In the recent study, the researchers specifically targeted triacylglycerides (TAGs). One of the valuable compounds that can be found in microalgae, the molecular structure of TAGs looks very similar. What sets different types of TAGs apart from each other are their carbon chain lengths and whether those carbons are attached by single or double bonds.

One approach for extracting TAGs from algae involves the use of carbon dioxide (CO2). While this method can extract high volumes of TAGs, simultaneously separating TAGs by type has been a challenge. With conventional methods, they all come out together, like “a big soup.” 

The Yale researchers, however, developed a method to separate and purify the TAGs from microalgae. With a process called fractionation, they can essentially “tune” the extraction and target specific TAGs by adjusting the temperature and pressures of the CO2. 

“Right now all the technologies and approaches target one product – biofuel, for example,” said Thomas Kwan, a Ph.D. student and lead author of the study. “It’s cost-prohibitive because the biofuel alone doesn’t justify the costs.” 

Kwan said the extraction and fractionation of TAGs is just one of the sustainable technologies the lab is developing for a broader bio-based economy.
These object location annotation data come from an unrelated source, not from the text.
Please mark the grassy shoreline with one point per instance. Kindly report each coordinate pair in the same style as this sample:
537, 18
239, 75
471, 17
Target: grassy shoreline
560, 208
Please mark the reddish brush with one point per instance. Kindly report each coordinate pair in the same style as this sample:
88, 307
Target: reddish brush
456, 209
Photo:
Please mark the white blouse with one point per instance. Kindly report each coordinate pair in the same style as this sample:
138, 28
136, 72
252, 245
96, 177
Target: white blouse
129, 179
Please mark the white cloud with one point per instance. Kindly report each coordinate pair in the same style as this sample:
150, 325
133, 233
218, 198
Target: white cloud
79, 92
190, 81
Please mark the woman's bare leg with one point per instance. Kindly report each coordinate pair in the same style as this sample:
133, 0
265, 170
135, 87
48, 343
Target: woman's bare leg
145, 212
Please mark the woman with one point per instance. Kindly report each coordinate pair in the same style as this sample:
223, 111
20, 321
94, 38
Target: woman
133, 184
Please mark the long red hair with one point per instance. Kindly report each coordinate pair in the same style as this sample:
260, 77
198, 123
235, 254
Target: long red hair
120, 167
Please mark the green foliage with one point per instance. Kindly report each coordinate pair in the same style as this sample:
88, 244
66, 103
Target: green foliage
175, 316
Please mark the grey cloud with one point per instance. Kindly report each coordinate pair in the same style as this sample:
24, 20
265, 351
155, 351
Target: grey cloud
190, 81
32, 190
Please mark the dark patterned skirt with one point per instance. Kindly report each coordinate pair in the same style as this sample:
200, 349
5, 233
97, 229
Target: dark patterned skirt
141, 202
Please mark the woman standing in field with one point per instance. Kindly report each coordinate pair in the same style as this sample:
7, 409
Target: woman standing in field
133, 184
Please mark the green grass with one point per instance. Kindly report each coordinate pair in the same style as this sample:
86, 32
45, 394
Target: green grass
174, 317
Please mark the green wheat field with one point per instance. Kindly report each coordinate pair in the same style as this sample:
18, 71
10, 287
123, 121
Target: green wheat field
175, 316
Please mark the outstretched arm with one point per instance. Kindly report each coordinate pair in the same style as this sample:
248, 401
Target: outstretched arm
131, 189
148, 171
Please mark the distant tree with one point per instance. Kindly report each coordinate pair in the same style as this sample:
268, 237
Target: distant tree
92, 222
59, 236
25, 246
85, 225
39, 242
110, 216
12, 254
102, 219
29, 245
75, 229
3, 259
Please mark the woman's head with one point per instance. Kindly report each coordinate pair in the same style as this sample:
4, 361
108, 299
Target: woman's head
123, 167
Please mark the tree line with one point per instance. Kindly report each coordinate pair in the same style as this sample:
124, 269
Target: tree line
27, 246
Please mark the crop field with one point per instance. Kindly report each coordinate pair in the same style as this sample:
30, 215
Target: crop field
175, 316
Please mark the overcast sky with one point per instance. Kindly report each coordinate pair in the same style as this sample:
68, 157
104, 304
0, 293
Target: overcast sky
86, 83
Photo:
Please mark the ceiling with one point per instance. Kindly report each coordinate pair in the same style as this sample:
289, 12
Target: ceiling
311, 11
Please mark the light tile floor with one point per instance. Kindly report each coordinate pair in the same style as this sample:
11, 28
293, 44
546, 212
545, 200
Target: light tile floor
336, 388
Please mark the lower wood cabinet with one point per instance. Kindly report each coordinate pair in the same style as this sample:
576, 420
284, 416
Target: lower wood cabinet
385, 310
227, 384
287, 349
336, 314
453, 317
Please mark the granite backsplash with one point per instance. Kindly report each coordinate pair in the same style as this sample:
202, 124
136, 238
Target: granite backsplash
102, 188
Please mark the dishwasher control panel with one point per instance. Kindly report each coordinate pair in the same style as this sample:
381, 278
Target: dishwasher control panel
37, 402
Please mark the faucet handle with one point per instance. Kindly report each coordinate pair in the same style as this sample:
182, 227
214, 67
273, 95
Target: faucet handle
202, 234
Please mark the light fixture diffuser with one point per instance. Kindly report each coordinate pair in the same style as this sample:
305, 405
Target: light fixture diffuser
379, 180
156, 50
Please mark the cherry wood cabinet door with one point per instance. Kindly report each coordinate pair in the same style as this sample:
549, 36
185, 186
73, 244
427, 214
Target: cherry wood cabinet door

Other valuable compounds can be extracted from microalgae as well, such as beta-carotene and phospholipids. Kwan said the ability to extract and separate multiple products is crucial to make algae a sustainable source. 

“Our approach is to say ‘There’s all kinds of stuff in this barrel of algae, so we should develop sustainable technologies to pull out every last drop of value from that algae,'” he said. “Look at oil - every last drop of it is used. Gasoline, kerosene, polymers, plastics, diesel - we get all kinds of stuff out of a barrel of crude oil.”

If you can do that with algae, he said, you can develop biorefineries that transform biomass into biofuels and other products.